The Nelson Tower on Calton Hill commemorates the Admiral who, a few months before his death at Trafalgar in 1805 wrote to his friend, Jamaican slave owner Simon Taylor that he would defend Britain’s West Indian interests “whilst I have an arm to fight in their defence, or a tongue to launch my voice against the damnable and cursed doctrine of [abolitionist] Wilberforce and his hypocritical allies”.

That’s arguably a lot worse than the views of Henry Dundas, who in 1778 successfully secured the freedom of Jamaican slave Joseph Knight from a Perthshire landowner. Would there be a similar lack of concern if the landmark tower and its famous time-ball were to be demolished?
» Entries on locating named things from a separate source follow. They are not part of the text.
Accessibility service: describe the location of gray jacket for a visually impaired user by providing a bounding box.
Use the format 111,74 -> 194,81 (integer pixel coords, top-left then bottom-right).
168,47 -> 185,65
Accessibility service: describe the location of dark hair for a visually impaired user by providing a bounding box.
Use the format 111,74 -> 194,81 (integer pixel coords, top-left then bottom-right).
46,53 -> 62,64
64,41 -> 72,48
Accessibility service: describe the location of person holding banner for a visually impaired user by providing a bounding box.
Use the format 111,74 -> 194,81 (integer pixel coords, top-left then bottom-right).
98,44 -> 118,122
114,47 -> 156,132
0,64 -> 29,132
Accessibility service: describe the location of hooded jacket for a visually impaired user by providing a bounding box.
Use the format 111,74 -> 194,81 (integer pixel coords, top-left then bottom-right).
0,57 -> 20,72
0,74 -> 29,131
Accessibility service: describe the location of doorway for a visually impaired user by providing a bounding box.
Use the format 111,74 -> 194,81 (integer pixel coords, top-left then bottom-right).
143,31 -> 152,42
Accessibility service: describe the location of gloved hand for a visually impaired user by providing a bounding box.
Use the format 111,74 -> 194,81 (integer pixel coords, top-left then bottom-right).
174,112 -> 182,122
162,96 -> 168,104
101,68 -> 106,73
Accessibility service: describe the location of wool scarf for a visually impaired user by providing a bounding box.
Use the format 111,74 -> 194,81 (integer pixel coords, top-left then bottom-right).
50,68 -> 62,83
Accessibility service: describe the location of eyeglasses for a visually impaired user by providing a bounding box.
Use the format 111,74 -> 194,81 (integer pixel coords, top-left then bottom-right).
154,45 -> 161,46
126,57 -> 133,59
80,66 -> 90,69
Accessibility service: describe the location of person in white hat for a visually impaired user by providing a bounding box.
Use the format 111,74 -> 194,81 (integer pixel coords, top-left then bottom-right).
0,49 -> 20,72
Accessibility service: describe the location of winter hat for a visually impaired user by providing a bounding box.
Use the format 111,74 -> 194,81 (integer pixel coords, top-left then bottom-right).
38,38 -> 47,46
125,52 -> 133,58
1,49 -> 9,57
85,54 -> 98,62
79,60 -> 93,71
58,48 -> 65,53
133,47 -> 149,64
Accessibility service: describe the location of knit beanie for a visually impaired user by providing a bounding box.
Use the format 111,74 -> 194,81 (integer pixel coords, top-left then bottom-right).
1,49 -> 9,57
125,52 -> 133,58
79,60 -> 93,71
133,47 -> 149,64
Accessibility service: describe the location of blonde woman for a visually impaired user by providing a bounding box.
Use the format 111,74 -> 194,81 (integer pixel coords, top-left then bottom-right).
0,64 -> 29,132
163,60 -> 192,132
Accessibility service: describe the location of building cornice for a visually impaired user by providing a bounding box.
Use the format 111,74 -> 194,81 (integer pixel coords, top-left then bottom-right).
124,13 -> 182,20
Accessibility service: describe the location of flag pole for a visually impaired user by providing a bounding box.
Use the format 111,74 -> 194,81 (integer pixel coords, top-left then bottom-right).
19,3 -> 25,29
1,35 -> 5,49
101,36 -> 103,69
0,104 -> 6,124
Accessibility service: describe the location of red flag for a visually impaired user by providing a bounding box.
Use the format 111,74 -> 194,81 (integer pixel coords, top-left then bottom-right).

Or Dundas House which faces the statue?

I’ve long thought St Andrew Square deserved a more illustrious person on the column, largely because until this row very few people knew anything about him at all, but then there are usually skeletons in the cupboards of most historic figures.

The likelihood in Edinburgh is that the Dundas column will stay but a long-overdue plaque to explain his part in the abolition debate will be affixed at last, as that’s as it should be.

I may be a white, middle-aged, middle-class male, but if good people like Sir Geoff Palmer and Trevor Phillips doubt the effectiveness of such gestures without meaningful education and action then who am I to argue?

Our history shouldn’t be cleaned or covered up, it should be laid bare for all to see.